Agreed. This could be the vehicle that finally gets NASA manned
spaceflight beyond LEO in a truly meaningful way. With its crazy
capacity and delta-V capability, it could land all the science
experiments on the moon that NASA could dream up (at least in the next
5-10 years). The BFR upper stage is very close to the hypothetical in
orbit refuelable SSTO discussed in the sci.space about three decades
ago.

Note that Musk figures that in the next few years SpaceX will capture
half of the entire satellite launch business. In the face of that and
BFR, NASA's 'lunar orbiting space station' makes even less sense (and
it made very little in the first place - what's it for, exactly?).


Possibly. But Blue Origin isn't sitting still either, so SpaceX could
have some competition. Real competition is a good thing.

There will no doubt be a portion of launches by governments that will
choose to use their own vehicles, at least for some time. It would be a
bit embarrassing, for example, for Ariane 6 to only fly a few times due
to high costs and complete lack of customers.

I loved the illustration Musk showed of a BFR spaceship docked to ISS.
Given that the BFR spacecraft can carry 100 people in cabins with
supplies for 3-6 months, what the hell would you need ISS for once
it's flying?


Routine, inexpensive, access to LEO via BFR might turn out to be a
viable replacement for much of the activities done on ISS today. Why
rotate a crew on ISS every six months when you can just launch another
BFR with crew and experiments?

But, IMHO, you still need long term (years rather than months) in space
laboratories, habitats, power generation, and etc. to perform longer
term experiments. So ISS may still have a purpose for some time to
come. But, time will tell.

Truly cheap access to space (CATS) is something the sci.space newsgroup
has been discussing since I started reading it back in 1988 or so. It's
taken decades to get where we are now (proving once and for all that the
all expendable old space "emperor has no clothes"). It may take another
10 or more years for the vision of a truly inexpensive BFR to become
reality. But I truly hope that SpaceX's time-line for BFR is fairly
realistic and that it is as successful as they hope.
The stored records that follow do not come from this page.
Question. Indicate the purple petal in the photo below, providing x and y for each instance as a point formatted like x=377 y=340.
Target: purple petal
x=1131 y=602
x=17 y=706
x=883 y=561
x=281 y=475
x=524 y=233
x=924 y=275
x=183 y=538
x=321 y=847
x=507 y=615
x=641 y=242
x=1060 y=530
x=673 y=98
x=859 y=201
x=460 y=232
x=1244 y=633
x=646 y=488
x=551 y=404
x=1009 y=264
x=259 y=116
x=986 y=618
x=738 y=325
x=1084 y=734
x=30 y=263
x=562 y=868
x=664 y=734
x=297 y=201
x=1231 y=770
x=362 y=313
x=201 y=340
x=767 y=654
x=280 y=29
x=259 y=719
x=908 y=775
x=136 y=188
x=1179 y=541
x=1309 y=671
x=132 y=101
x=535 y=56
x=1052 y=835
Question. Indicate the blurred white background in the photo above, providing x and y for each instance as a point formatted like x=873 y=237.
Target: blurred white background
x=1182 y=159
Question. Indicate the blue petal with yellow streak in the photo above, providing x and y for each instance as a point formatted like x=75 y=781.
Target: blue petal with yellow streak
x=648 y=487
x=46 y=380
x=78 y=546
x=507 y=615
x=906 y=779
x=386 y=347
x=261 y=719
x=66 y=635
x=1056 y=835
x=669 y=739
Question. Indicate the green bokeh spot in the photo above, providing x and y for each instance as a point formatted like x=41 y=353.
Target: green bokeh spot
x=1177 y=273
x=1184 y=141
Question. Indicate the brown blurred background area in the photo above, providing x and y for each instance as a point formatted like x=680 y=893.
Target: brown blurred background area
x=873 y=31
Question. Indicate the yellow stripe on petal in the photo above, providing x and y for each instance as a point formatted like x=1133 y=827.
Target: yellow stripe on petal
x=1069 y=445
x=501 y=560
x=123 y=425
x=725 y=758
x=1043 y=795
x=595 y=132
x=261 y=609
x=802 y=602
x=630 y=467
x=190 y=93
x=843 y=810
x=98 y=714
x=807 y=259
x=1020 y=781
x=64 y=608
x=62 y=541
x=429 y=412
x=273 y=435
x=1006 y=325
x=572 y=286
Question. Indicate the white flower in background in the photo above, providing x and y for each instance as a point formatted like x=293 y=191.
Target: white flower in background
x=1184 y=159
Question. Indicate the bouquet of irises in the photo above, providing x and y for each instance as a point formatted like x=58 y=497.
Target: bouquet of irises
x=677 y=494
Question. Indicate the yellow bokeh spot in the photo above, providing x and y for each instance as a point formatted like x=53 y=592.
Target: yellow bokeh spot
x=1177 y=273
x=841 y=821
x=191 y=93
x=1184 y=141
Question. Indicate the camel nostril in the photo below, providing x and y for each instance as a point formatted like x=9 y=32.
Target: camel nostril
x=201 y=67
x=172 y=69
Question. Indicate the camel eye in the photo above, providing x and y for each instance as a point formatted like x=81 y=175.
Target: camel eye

Worst case, we've still got Blue Origin slowly plodding along. Bezos
seems quite content to keep funding it at its current pace. That's the
advantage of being a multi-billionaire. You don't have to rely
completely on outside funding for truly long term investments in new
tech.

It's kind of sad really. US corporations are sitting on so much cash
these days that could be funding truly long term tech development.
Apple, for example, has an obscene amount of cash, but all they seem to
be producing is incremental updates to the iPhone that truly don't
impress me. I'll be sticking with my 64GB iPhone 6 hand-me-down (was my
oldest daughter's) until it dies completely.